We are past the “point of no return” and heading for Ponta Delgada. This journey, which seemed endlessly long at departure, is now nearing its end. In the meantime, we are playing another game: who can guess the ETA (expected arrival time) in the Azores? The prize is unknown, yet many have entered with guesses ranging from Thursday to Saturday.

What else is happening on the Eendracht? We are occupied with the question, “how do you eat spaghetti?” As a half-Italian and “crew son,” my heart breaks when spaghetti is cut. Just twirl it on your fork and eat. Fortunately, our officer realized this in time. However, if the spaghetti is in the pan and a big wave hits, the cook may break it out of shock… well, then it’s a different story of course.

The daily routine continues: hoist sails, lower sails, reef in, reef out, tack, yes yes, keeping busy.

Our optimistic captain has now sailed into a depression in search of the Westerlies, and the weather has changed drastically. There is rain, strong winds with gusts of 44 knots, and the ship rolls like never before. Water comes over the side deck, and even our portholes are filling. I don’t allow myself to be afraid. But, to be honest, it’s pretty intense. Everything becomes a challenge. Sleeping works best if you barricade yourself in your bed. Showering is tricky. Eating… don’t get me started. I now understand where the saying “you could make soup of it” comes from. From the stains on my pants, you can read the entire menu of the past few days.

I realize even more that this crossing is not for the faint-hearted. It pushes you to the limits of your physical and mental strength. I couldn’t have imagined what it would be like. And I notice that I probably won’t be able to explain to those at home what this journey does to you and what it gives you. If I had to use one word, it would be “enriching” (thanks to Jaap). Because it is. Even if you long for a bed that doesn’t rock and a drink you can put down without it spilling onto someone else.

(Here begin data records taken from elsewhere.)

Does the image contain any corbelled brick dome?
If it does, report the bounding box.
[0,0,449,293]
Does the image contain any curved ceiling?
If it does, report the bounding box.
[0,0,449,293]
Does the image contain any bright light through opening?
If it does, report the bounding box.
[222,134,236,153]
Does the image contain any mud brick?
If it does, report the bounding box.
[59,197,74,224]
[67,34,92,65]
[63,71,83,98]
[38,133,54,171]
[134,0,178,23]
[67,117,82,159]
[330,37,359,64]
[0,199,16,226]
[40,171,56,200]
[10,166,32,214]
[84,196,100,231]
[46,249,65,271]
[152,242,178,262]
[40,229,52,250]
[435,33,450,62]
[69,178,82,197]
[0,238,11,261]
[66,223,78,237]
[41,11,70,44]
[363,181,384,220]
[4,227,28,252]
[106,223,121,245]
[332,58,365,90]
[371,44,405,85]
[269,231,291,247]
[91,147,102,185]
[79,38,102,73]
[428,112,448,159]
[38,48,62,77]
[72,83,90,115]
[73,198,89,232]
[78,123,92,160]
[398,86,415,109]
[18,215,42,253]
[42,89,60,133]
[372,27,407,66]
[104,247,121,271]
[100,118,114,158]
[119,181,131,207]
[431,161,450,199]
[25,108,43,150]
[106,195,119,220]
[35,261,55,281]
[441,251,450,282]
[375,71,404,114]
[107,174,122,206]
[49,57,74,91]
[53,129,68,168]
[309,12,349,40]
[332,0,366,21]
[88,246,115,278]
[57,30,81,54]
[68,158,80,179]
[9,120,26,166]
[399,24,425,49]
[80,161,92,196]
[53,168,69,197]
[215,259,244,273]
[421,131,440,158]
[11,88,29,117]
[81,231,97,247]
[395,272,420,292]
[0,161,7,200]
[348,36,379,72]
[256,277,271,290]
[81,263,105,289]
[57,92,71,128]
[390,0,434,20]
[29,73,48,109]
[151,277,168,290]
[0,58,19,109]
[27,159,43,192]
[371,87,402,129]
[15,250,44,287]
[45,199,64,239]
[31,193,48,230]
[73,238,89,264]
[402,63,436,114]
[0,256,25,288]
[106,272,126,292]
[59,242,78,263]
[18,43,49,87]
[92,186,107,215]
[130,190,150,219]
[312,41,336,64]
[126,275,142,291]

Sailing operations in this weather are harder and are carried out with focus and maximum safety. Yet, one afternoon, while working on the foredeck, we are suddenly hit by a huge wave that washes over the deck. Four of us were tied in and, thank God, all four were still standing after the wave. This is sailing, but it hits hard. Immediately, a warm blanket of care and attention spreads across the ship. Everyone can share their story; crew and participants support each other. Cooks Yvonne and Peter immediately serve “comfort food,” including carrot cake, pancakes, and delicious Boeuf Bourguignon. And then… onward we go.

We also cross two time zones (from St. Maarten to the Netherlands, a 5-hour difference), which gave me a record of two hours at the helm during the dog watch! Yes, that easily. Our dog watch ended, and Truus and I held a sung evaluation at 4:30 am. Slowly, the day began to light up… yes, the Blue Watch knows no time.

Today I had the best moment of the entire journey. With Leo beside me at the helm, we tacked. He told me exactly how many degrees to turn the rudder (so none of the credit is mine), yet it was a magical and emotional moment. Everyone and everything on deck. All sails ready, and from the bridge, you have an overview of everything. It’s magical. Incredible that I got to do this.

Finally, I would like to send my warm regards back to the father of the officer.